Welcoming a dog into your home brings many responsibilities. Grooming is one responsibility. You can choose to groom and bath your dog, or you may feel more comfortable seeking the services of a qualified dog groomer. Bathing and grooming a dog are essential for their health and wellbeing.
If you have welcomed a new puppy into your household, it is a good idea to familiarise them with bath time. By ensuring bath time is an enjoyable experience you will establish a positive association as the dog grows older. If you have welcomed an older dog into your home, ask the shelter how the dog responded to baths and grooming. Remember when introducing bathing and grooming, make it a happy time.
Some indicators when your dog needs a bath.
- Build-up inside the ears – Ear mites and infections can occur if left dirty for too long. Dogs with especially large, floppy ears are at greater risk.
- Coat feels greasy – This usually means there is dead fur and skin cells also building up which can eventually cause skin issues and/or yeast overgrowth
- Odour – This is another indicator there is a build-up of dead fur/skin cells. You’ll want to give your dog a thorough brushing before bathing.
Consider that a dogs’ skin produces natural oils that are beneficial. These oils prevent their skin from becoming dry/irritated, and even protect against infections. For this reason, it is recommended that dogs are not washed more than once per week, as it strips the coat of these natural oils. If your dog becomes smelly within a few days, a healthy solution is to use a deodorizing spray specifically for dogs.
Please note sometimes odour is a sign of skin issues, and a special shampoo should be used to prevent further irritation. If the odour is accompanied by constant licking or biting of the skin or rashes present, we recommend you visit your vet.
Before you start, prepare where you will bath or groom the dog and have all the tools you require on hand.
- Choose a quiet, well-lit spot in the house or outside to groom.
- Be calm and patient, this will influence your dog’s response.
- Use proper dog grooming tools, they don’t need to be expensive, but they do need to be the right tool for the coat type.
- If you are considering using clippers, please research clipper types and how to use them safely.
- Swaddling in a towel for nail-trimming can help anxious dogs, or you can ask a family member or friend to assist you.
- Always brush your dog prior to any bath. This helps to remove loose debris and old hair.
- Check the water temperature feels comfortable to you.
- Always keep bath time positive.

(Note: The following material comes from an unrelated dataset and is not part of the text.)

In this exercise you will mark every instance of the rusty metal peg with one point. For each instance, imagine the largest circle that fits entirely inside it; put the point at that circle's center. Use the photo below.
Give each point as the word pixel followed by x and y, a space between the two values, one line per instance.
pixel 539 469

Speak to your dog calmly, let him know he is safe.
- Wet the coat thoroughly, ensuring it is wet down to the skin (particularly long and double-coated dogs).

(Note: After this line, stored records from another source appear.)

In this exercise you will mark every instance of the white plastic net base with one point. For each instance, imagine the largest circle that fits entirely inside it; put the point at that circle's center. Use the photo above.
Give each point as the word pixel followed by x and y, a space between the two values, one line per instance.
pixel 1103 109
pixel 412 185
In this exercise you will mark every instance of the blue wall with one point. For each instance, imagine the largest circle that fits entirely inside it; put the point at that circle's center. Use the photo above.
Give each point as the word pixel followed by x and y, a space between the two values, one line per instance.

- Apply shampoo directly onto your dog massaging down the skin.
- Avoid getting water in your dog’s ears when rinsing the shampoo off.

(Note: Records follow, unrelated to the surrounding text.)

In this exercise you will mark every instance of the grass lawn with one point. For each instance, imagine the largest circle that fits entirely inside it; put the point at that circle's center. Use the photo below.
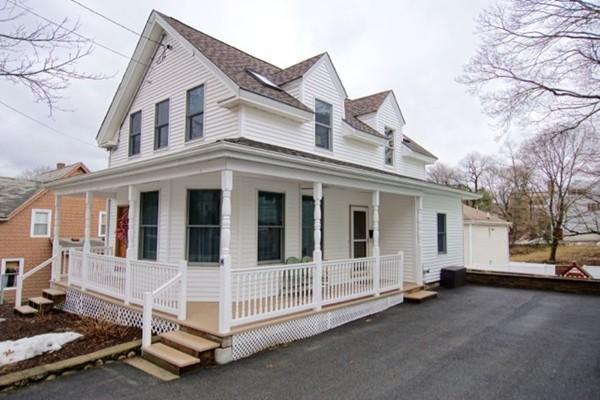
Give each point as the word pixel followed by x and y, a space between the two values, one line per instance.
pixel 583 254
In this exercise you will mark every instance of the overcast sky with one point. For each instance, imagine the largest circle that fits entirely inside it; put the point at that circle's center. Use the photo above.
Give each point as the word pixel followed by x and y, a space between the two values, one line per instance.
pixel 416 48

- For a small breed dog, wipe your dog’s face/eyes with dampened cotton pads, or an old face washer. Larger breeds can have their face washed, however, keep the shampoo away from their eyes. As a note, most dogs don’t like having water poured over their faces.
- Rinse the shampoo out thoroughly until the water runs clear. If your dog has an undercoat, use your fingers to ensure you get water through the coat.
- Apply a gentle conditioner, massage through the coat, then rinse thoroughly.
- Dogs instinctively shake excess water out of their coat, but you will have to towel dry or you can use a hairdryer (check temperature is not too hot and don’t use too close to the body). Many dogs don’t like the sound of a hairdryer or the air blowing on them. Always take all safety precautions when using a hairdryer.
- Check your dog’s eyes for problems such as discharge or redness.
- Check your dog’s ears, make sure they are clean and dry.
- If you have a dog with lots of skin folds, particularly around the face and tail base, ensure these are dried carefully.
- For puppies, it is important to train your puppy to feel comfortable about being handled and brushed.
- For Long coated or double-coated dogs – brush weekly
- For Short coated or smooth-coated dogs – brush every few weeks
- For Short, dense coated dogs – brush weekly
Some coats require occasional trimming.
Your dog needs to be calm when trimming or clipping, their safety is paramount. If you don’t feel confident in trimming or clipping your dog’s coat, please refer to a qualified dog groomer.
Some of the reasons you may trim your dog’s coat include:
- Fur on face is causing irritation or hindering eyesight
- Mats and tangles
- Build-up around the face, chin or rear-end
If trimming your dog use rounded-tip dog scissors. If you are confident in using clippers for trimming, ensure they are appropriate for the size of your dog.
Feet and Nails
Check for extra hair between the footpads, carefully trimming the hair. Walking your dog will help maintain healthy nails as they naturally wear down. If trimming your dog’s nails at home, ensure your dog is calm. Be mindful not to cut the nail too far to avoid accidentally trimming the quick – or bloodline in the claw. Doing this will hurt the dog and cause the nail to bleed. Be sure to keep an anticoagulant (such as powdered turmeric) on hand when trimming nails so you can dab some onto the bleeding claw to make it stop. If bleeding persists, please contact your vet immediately.
If you have any concerns regarding the health of your dog, please consult your veterinarian for advice.